Летом 1762 года переворот совершился. Как только об этом стало известно в армии, русский корпус снова вступил на только что покинутую прусскую территорию: все ожидали возобновления войны. Однако новая правительница провозгласила нейтралитет. Екатерина имела явные доказательства того, что страна утомлена войной. Военные расходы ложились тяжелым бременем на опустевшую казну. Незадолго до войны с Пруссией вездесущий Шувалов, недавно закончивший изобретение своих пресловутых «секретных» гаубиц, нашел способ поправить финансы: по его предложению, цена на соль была повышена с 21 до 35 копеек за пуд. Когда началась война, цена соли была вновь повышена, на этот раз до 50 копеек за пуд.

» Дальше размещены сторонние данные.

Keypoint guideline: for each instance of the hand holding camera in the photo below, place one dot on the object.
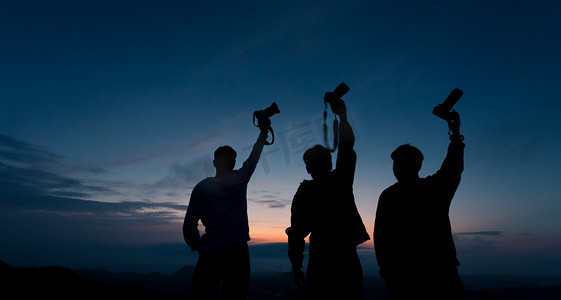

Однако и этого оказалось мало. Война пожирала все доходы казны. Тогда тот же Шувалов предложил (в 1757 году) чеканить медную монету весом вдвое легче существовавшей; на этой операции казна должна была выгадать три с половиной миллиона рублей, а население должно было утешаться тем, что новую монету вдвое легче будет возить.
Военный бюджет тяжело ложился на плечи населения. Крестьянство бурлило. Петр III отменил основную повинность дворянства — обязательную государственную службу, но с этой повинностью была связана и основная прерогатива дворян — право владеть крепостными. Среди крестьян распространились толки, что теперь и крепостному праву пришел конец. То тут, то там вспыхивали восстания — провозвестники зажегшегося спустя десятилетие Пугачевского зарева.
Все эти симптомы были достаточно зловещи, чтобы заставить Екатерину всецело углубиться во внутренние дела и обратить все усилия на укрепление своего довольно шаткого положения на троне. Выход России из рядов воюющих предрешил окончание Семилетней войны.
В 1762 году Суворов был послан в Петербург с донесением о выступлении русских войск из Пруссии[9]. Екатерина, слышавшая о нем как о способном офицере и не упускавшая случая расположить к себе подобных людей, дала ему аудиенцию и собственноручным приказом произвела в полковники, отдав в командование Астраханский полк. Через полгода этот полк был сменен на петербургской стоянке Суздальским пехотным полком, и Суворов был назначен его командиром.
«СУЗДАЛЬСКОЕ УЧРЕЖДЕНИЕ»
Боевая страда кончилась. Наступило «мирное житье», длившееся около шести лет. Прежде чем рассмотреть деятельность Суворова в этот период, подведем некоторые итоги тому, что должен был он вынести из опыта первых боевых столкновений.
9
Кстати сказать, отец его был отозван Петром III еще раньше — за то, что, управляя завоеванными прусскими землями, он слишком соблюдал русские государственные интересы, чем вызвал страшное раздражение Фридриха.